A gaff is a piece of fabric, usually augmented by an elastic such as a rubber band, that is designed to reduce the bulge of external genitals and make the groin appear smoother and flatter. It is usually worn by people who were assigned male at birth (AMAB) who wish to wear feminine clothing, including some trans women and some gender-non-conforming and nonbinary people.

== Description ==
Gaffs are underwear that are designed to smooth and compress the groin. They are a form of femme shapewear, compression underwear, or tucking undergarment. They can be used for tucking, by helping keep a penis and testicles pulled back for a smooth appearance. Gaffs are similar in some ways to thongs, and can be worn beneath any other pair of underwear. Some gaffs are only meant to be used for tucking, while others can be used for untucked external genitals.

== Design ==
Traditionally, gaffs have been DIY creations because they were not available as a commercial lingerie offering. A common method of making a gaff uses a section of a single sock and an elastic band, such as the waistband of underwear. The elastic band is placed through the sock section resulting in two loops which become leg openings such that the elastic can be pulled over the hips. This results in the sock section being pulled taut through the crotch with enough force to hold a downward-tucked penis and inguinally inserted testes in place. Some gaffs are designed with tubes or pouches to hold a penis.
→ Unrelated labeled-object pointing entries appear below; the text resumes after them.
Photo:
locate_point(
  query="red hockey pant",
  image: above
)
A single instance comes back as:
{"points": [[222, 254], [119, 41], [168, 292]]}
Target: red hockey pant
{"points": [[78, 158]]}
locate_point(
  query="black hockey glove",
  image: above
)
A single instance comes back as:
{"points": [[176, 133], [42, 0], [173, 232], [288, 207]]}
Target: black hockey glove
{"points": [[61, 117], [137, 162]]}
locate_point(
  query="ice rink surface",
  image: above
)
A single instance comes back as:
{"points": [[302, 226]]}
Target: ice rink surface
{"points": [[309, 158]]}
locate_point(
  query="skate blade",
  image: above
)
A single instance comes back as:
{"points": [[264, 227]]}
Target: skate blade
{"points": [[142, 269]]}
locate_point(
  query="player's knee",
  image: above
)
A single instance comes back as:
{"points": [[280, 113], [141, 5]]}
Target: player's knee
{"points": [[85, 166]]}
Other DIY techniques may be used, such as cutting out the top of a pair of pantyhose in place of using an elastic band. To achieve a similar effect without modifying garments, tight-fitting underwear, shapewear, or bikini bottoms may be used instead.

Since the 2010s, underwear manufacturers have begun to design underwear with the same function as gaffs. Many were initially designed with compression mesh or swimwear material. Early gaff designers had varying goals, including prioritizing sexiness, comfort, playful and affirming wear, or uniqueness. As of 2022, gaffs can be purchased at specialty shops and online.

== Use ==
Gaffs may be more comfortable than tape-based methods of tucking in that they are much easier to remove and may be less irritating to skin, as well as less painful upon removal. Their ease of use may reduce the likelihood that wearers need to hold their bladders, making bladder infections less likely. Because gaffs are often made of non-breathable synthetic materials, they can harbor bacteria if not cleaned correctly.

Typically, commercially-manufactured gaffs are cleaned by washing them in cold water and hanging them to dry.

Users of DIY gaffs say they can be uncomfortable.